LATELY — 3 October 2015

JFK on Capitalism versus Communism

Quite a few years ago when I visited the Smithsonian Air and Space Museum I was very much struck by one exhibit: JFK’s re­sponse in 1961 to a re­porter asking whether the Com­mu­nist system would “prove more durable than ours.”

The ques­tion and answer changed my think­ing about the period of history spanned by the Cold War. I had been think­ing about the Cold War as if it were a con­flict in which ide­ol­ogy really only mat­tered insofar as it af­fected mil­i­tary and strate­gic objectives. (So for example, some coun­tries were more likely to es­tab­lish an al­liance with the U.S.S.R. because they were more sym­pa­thetic to Communism.)

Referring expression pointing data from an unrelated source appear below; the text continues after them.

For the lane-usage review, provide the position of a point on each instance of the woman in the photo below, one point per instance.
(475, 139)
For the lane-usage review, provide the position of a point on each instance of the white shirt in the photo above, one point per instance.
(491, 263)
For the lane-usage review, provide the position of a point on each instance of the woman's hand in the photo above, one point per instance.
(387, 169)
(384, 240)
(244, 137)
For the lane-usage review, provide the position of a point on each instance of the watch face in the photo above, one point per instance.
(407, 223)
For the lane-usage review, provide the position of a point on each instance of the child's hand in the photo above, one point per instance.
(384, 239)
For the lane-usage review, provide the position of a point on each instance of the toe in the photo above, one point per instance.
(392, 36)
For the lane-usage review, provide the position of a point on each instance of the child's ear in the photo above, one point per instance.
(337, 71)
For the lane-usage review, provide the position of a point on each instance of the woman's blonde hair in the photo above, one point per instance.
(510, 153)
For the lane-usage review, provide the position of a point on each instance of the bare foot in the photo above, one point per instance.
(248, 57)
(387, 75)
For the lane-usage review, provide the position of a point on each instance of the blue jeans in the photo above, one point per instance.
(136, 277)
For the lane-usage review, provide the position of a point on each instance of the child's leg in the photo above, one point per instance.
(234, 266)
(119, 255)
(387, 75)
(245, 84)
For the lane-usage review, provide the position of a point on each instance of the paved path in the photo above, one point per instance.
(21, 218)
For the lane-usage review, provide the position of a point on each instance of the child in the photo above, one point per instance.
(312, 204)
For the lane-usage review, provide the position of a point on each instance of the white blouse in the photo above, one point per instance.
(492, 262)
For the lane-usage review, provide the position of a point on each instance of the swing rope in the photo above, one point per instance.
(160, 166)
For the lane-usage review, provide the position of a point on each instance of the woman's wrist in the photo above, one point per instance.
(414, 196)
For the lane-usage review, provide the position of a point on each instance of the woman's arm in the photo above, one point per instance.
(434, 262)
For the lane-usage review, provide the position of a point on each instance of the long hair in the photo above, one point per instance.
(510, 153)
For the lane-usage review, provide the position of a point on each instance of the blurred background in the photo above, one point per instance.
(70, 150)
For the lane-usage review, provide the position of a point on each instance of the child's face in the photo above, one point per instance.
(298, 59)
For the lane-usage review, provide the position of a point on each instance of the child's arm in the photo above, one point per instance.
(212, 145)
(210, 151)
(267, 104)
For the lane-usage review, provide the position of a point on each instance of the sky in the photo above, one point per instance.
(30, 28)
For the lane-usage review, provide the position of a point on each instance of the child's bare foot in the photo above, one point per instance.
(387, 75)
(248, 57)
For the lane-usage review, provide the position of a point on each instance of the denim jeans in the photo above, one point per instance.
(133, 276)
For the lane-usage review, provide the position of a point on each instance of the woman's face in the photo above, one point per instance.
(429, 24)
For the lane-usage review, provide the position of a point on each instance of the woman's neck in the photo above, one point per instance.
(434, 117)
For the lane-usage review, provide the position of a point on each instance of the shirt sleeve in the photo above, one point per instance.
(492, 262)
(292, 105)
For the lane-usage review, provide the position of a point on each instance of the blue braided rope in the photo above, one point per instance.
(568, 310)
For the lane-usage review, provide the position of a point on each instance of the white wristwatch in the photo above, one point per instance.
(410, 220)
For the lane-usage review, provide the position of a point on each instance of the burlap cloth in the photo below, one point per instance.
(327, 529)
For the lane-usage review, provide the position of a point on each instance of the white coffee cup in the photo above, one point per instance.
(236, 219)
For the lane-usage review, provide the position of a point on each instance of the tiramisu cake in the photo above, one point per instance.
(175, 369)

But here, on the day Yuri Gagarin became the first person to orbit the earth, was a serious ques­tion and a serious re­sponse about whether a method of struc­tur­ing the economy and or­gan­is­ing pro­duc­tion could be more ef­fi­cient and fruit­ful than the one adopted by the United States: the idea that po­lit­i­cal systems can differ, and should be judged, not only by their how they in­crease GDP or improve social justice, but also by how ef­fi­ciently they guide sci­en­tific progress.

The full exchange:

QUESTION: The Com­mu­nists seem to be putting us on the de­fen­sive on a number of fronts, now again in space. Wars aside, do you think that there is a danger that their system is going to prove more durable than ours?

THE PRESIDENT: Well, I think that we are in a period of long drawn-out tests to see which system is – and I think the more durable, not better, but more durable. We have had a number of ex­pe­ri­ences with this kind of competition. A dic­ta­tor­ship enjoys advantages, in this kind of competition, over a short period, by its ability to mo­bi­lize its re­sources for a spe­cific purpose. We have made some ex­cep­tional sci­en­tific ad­vances in the last decade, and some of them – they are not as spec­tac­u­lar as the man in space, or as the first Sputnik, but they are important. […]

I do not regard the first man in space as a sign of the weak­en­ing of the free world, but I do regard the total mo­bi­liza­tion of men and things for the service of the Com­mu­nist Bloc over the last years as a source of great danger to us, and I would say we are going to have to live with that danger and hazard through much of the rest of this century.

My feeling is that we are more durable in the long run. These dic­ta­tor­ships enjoy many short range ad­van­tages that we saw in the Thirties. But in the long run, I think our system suits the qualities, and as­pi­ra­tions of people, the desire to be their own masters – I think our own system suits better. Our job is to main­tain our strength until our great qual­i­ties can be brought more ef­fec­tively to bear.

From President Kennedy’s News Con­fer­ence 9, April 12, 1961.

A few other in­ter­est­ing tidbits from the press conference:

  • The very first ques­tion (would the US help “an anti-Castro up­ris­ing or in­va­sion in Cuba”?) and answer (“this gov­ern­ment will do every­thing it pos­si­bly can, and I think it can meet its responsibilities, to make sure that there are no Amer­i­cans in­volved in any actions inside Cuba”) are quite ex­tra­or­di­nary in light of the Bay of Pigs Invasion less than a week later. It does seem that JFK was tech­ni­cally accurate, but boy, it’s one se­ri­ously mis­lead­ing answer.
  • For some reason JFK was un­will­ing to label Fidel Castro as a Communist, despite agree­ing that “he has ap­pointed a great many Com­mu­nists to high positions.”
  • JFK be­lieved that getting fresh water from salt water cheaply would be a sci­en­tific ac­com­plish­ment to “dwarf any other.”